Serviceguard Extended Distance Cluster (EDC) with VxVM/CVM Mirroring on HP-UX, May 2008

Inter-site link failure

By extending a single Serviceguard cluster to span multiple data centers to protect against data center

outages, a new component is added to the cluster—an inter-site link. To keep the cluster from splitting

into halves, the inter-site link needs to be made redundant. This applies to the heartbeat network as

well as to the storage link between the sites.

If, for any reason, the redundant inter-site link fails, the cluster arbitrator—a quorum service at a 3rd

location—prevents a split-brain situation and allows only one of the two sites to reform the cluster and

run the applications. To have the best possible recovery from a complete inter-site link failure like this,

it is highly recommended to have a common redundant link for both the heartbeat and for the storage

traffic. This ensures that if both the primary and redundant inter-site links fail, the cluster heartbeat

traffic between the sites will be interrupted, causing the Serviceguard quorum mechanism to ensure

that the newly reformed cluster consists of nodes from a single site.

Without proper attention to detail, there is some risk that after an inter-site link failure, a node which

will be ejected from the cluster will cause the detach of a plex (located at the other site) from a volume

during the time when both sites are still up, but have lost communication.
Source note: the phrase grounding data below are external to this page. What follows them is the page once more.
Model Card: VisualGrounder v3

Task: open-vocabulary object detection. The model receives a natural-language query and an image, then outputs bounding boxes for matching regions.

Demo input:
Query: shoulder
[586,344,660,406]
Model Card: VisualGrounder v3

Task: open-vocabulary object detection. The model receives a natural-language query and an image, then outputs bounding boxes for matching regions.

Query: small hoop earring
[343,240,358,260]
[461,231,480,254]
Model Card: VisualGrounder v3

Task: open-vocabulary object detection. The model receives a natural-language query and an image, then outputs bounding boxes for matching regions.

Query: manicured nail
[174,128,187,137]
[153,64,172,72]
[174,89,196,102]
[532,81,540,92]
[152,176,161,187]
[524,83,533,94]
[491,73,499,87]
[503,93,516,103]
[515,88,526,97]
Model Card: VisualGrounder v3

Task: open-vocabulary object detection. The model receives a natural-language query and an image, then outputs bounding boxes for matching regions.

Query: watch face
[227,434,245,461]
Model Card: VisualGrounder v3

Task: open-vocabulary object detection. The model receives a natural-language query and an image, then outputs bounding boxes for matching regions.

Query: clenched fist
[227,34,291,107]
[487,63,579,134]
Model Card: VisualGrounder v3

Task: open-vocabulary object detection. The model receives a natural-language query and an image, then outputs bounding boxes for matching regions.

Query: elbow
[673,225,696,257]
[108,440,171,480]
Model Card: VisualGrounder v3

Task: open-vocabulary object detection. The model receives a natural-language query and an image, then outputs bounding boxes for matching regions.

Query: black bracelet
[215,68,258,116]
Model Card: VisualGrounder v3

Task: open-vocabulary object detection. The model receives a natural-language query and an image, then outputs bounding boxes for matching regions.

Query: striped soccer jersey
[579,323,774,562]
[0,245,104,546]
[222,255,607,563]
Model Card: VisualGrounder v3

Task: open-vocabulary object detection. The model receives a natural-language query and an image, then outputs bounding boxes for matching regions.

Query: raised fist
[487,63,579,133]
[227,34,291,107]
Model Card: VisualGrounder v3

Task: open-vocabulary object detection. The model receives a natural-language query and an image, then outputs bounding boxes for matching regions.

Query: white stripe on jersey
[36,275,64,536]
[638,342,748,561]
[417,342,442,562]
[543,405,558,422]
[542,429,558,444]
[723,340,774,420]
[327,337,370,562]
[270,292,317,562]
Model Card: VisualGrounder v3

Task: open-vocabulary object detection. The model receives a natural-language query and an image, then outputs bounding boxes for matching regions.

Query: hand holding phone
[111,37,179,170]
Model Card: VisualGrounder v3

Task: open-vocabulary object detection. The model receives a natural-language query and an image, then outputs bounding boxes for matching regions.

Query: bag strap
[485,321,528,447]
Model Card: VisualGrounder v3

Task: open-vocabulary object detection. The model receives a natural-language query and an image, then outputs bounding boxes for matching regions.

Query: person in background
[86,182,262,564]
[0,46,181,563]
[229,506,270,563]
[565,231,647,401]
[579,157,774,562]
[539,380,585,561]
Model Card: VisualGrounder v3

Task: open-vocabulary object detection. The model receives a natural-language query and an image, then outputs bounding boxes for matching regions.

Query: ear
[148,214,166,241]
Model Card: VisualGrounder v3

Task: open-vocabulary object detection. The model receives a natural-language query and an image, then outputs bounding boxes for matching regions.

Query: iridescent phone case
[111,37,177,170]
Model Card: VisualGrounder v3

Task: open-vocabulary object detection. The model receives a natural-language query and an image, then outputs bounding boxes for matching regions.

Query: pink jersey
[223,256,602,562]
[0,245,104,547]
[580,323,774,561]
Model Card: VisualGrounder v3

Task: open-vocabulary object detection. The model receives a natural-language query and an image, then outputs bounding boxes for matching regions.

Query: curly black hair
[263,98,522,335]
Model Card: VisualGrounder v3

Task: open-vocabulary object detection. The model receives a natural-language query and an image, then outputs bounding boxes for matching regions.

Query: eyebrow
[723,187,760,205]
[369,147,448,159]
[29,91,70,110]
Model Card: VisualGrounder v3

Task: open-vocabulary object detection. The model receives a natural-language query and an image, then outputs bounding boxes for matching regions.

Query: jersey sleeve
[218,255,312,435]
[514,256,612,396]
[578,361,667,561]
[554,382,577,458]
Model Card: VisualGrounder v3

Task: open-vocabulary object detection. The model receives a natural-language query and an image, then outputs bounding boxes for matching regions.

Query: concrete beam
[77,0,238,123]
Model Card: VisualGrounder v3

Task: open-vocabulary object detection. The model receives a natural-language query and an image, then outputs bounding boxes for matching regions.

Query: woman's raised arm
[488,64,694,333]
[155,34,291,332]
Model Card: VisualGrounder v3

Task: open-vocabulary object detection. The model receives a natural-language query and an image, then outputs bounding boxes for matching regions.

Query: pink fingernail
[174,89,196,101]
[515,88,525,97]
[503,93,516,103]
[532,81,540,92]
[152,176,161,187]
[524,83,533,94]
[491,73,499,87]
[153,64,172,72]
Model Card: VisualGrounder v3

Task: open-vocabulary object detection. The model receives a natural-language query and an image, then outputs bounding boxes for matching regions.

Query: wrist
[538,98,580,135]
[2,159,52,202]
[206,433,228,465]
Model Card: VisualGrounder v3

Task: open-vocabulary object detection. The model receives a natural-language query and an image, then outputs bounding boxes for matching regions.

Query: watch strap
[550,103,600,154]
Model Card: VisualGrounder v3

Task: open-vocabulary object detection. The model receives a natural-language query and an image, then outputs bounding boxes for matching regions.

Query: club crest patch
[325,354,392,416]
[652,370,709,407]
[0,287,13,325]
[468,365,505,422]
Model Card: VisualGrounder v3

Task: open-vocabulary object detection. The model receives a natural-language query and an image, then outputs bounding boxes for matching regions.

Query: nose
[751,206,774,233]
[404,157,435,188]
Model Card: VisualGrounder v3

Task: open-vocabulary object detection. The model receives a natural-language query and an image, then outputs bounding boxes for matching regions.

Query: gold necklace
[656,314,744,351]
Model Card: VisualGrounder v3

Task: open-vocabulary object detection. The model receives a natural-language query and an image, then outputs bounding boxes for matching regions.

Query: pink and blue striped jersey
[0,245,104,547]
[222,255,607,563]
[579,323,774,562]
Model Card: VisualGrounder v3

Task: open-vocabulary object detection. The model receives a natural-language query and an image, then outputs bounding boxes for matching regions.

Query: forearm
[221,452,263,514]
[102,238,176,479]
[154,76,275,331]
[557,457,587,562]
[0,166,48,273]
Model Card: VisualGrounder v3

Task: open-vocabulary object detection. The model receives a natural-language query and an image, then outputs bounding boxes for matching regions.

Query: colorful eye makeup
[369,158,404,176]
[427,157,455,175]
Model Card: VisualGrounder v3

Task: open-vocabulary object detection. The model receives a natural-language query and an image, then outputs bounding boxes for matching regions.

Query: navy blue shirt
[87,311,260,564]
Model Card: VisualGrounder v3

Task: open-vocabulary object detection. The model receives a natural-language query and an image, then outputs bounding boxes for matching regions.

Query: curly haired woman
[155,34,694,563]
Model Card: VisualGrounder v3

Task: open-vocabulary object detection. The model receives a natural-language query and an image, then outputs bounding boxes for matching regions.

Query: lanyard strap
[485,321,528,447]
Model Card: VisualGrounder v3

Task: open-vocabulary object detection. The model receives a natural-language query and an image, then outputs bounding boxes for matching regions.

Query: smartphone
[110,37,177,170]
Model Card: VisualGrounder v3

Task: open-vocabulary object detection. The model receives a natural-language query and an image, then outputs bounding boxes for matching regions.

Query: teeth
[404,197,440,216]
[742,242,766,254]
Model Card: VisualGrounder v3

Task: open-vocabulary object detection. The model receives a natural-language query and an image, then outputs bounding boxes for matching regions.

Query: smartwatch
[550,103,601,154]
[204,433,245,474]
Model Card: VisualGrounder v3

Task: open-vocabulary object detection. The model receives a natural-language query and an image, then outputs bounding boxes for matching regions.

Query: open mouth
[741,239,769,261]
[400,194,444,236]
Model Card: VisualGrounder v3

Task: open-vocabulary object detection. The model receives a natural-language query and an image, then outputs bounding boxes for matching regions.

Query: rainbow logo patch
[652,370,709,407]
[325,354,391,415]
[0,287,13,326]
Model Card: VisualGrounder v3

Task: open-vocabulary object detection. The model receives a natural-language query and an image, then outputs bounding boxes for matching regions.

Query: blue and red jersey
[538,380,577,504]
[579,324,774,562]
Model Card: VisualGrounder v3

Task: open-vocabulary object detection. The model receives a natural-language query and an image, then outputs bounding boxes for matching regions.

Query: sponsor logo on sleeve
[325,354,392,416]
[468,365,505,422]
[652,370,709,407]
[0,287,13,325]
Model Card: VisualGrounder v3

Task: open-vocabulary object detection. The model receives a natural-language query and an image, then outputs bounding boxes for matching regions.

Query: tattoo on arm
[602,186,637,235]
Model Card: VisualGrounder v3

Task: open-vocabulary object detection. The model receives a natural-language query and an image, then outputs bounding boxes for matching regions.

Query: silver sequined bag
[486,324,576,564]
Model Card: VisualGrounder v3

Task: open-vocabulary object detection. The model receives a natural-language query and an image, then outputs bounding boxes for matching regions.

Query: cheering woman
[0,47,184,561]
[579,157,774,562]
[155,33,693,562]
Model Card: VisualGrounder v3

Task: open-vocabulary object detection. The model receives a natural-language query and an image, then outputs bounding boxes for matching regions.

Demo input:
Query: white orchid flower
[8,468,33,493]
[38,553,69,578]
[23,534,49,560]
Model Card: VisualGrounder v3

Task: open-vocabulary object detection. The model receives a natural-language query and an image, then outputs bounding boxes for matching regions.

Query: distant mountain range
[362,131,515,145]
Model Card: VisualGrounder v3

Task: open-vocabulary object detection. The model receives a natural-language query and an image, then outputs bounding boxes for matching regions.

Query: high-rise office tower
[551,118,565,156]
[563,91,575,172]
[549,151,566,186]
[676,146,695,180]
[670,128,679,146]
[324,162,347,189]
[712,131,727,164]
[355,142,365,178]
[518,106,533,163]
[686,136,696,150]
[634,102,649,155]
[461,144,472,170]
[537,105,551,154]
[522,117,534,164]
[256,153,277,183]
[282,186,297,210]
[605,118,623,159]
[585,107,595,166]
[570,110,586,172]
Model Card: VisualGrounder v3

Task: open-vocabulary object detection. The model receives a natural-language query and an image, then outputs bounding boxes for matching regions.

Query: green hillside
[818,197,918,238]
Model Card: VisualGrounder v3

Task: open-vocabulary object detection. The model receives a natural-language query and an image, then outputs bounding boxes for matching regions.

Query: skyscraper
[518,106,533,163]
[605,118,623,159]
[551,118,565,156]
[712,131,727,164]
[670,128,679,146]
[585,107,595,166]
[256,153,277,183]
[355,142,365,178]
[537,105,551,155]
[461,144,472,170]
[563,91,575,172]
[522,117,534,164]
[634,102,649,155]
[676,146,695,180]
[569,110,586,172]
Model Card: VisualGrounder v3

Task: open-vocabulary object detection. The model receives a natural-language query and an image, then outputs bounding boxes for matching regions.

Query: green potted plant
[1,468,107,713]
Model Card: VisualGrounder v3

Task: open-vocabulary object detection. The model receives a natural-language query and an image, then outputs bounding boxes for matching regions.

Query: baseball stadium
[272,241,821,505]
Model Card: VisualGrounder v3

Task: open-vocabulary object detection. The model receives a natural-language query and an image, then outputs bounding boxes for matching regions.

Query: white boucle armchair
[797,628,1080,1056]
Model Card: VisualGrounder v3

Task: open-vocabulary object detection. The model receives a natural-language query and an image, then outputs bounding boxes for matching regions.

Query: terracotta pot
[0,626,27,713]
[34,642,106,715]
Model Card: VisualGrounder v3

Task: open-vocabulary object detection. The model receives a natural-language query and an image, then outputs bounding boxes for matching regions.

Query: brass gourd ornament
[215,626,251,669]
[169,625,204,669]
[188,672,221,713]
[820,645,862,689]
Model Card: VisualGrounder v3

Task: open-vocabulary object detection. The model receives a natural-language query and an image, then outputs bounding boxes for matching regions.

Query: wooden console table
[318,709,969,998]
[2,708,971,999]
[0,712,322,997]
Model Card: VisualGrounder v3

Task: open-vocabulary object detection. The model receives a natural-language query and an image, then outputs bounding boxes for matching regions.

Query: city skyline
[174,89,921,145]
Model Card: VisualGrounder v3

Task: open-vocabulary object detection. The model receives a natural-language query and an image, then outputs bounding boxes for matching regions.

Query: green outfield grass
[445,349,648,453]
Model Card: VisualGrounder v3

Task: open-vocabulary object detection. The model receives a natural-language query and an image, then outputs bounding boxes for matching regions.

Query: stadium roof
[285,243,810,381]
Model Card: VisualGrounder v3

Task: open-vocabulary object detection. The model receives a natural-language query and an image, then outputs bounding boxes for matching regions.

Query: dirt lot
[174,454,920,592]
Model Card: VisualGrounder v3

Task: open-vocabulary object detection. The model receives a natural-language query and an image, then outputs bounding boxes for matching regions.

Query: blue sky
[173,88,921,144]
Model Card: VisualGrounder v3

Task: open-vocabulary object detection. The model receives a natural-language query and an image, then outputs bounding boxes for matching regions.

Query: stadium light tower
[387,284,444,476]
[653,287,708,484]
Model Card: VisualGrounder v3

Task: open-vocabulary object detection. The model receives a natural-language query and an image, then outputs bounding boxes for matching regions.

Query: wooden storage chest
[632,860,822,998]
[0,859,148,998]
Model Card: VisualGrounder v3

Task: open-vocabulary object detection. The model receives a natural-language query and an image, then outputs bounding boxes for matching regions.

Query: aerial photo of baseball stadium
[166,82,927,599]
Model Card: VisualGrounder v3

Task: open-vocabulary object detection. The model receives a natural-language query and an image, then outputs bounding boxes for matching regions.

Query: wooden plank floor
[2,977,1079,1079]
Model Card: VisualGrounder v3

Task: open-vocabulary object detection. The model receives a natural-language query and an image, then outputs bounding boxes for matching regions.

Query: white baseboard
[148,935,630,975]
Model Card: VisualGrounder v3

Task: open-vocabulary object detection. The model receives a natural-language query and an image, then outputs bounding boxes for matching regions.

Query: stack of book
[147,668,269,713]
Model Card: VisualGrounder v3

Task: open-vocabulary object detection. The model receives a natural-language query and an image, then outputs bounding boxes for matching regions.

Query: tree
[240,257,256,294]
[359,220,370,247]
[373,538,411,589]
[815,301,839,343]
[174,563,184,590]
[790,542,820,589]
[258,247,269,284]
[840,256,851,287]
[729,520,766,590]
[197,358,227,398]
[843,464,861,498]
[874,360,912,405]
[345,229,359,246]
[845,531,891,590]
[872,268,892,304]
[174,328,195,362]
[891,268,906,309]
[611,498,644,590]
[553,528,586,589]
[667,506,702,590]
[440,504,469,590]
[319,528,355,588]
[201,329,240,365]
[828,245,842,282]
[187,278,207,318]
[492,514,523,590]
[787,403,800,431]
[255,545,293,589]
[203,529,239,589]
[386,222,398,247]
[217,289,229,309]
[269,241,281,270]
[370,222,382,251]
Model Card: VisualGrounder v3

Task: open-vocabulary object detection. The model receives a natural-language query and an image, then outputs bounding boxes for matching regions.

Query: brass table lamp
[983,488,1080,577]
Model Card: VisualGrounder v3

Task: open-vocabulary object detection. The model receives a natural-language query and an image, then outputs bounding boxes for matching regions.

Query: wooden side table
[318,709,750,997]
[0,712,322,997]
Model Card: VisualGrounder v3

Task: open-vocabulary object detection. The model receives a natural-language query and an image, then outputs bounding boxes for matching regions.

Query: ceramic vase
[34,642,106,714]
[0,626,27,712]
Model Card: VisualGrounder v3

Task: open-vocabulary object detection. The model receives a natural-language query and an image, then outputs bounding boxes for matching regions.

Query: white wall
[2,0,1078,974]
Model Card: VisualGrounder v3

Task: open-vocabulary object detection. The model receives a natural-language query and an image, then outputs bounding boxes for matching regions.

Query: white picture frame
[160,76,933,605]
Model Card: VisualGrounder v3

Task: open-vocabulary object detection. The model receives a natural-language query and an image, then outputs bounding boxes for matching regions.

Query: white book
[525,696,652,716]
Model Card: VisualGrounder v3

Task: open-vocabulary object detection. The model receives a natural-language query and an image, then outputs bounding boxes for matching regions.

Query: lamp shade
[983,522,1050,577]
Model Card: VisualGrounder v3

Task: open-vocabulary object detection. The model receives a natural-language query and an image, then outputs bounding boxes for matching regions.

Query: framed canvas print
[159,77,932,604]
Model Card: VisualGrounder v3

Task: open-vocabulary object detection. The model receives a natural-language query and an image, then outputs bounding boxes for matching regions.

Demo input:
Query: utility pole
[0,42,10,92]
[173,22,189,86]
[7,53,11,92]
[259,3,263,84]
To prevent this, the I/O timeout must not expire, before the cluster reformation has completed. This

can be achieved by setting the NODE_TIMEOUT cluster configuration parameter high enough to

allow the cluster reformation to complete before a potential I/O could time out. I/O timeout values for

VxVM/CVM volumes are configured at the DMP layer. The tunable pfto can be set with the command

vxpfto for a set of VxVM disks.

Currently DWDM, CWDM, SONET, and SDH technologies can be used for a common link for

heartbeat and storage traffic between the two sites of an EDC. Further support information can be

found in the “Understanding and Designing Serviceguard Disaster Tolerant Architectures” guide

referred to in the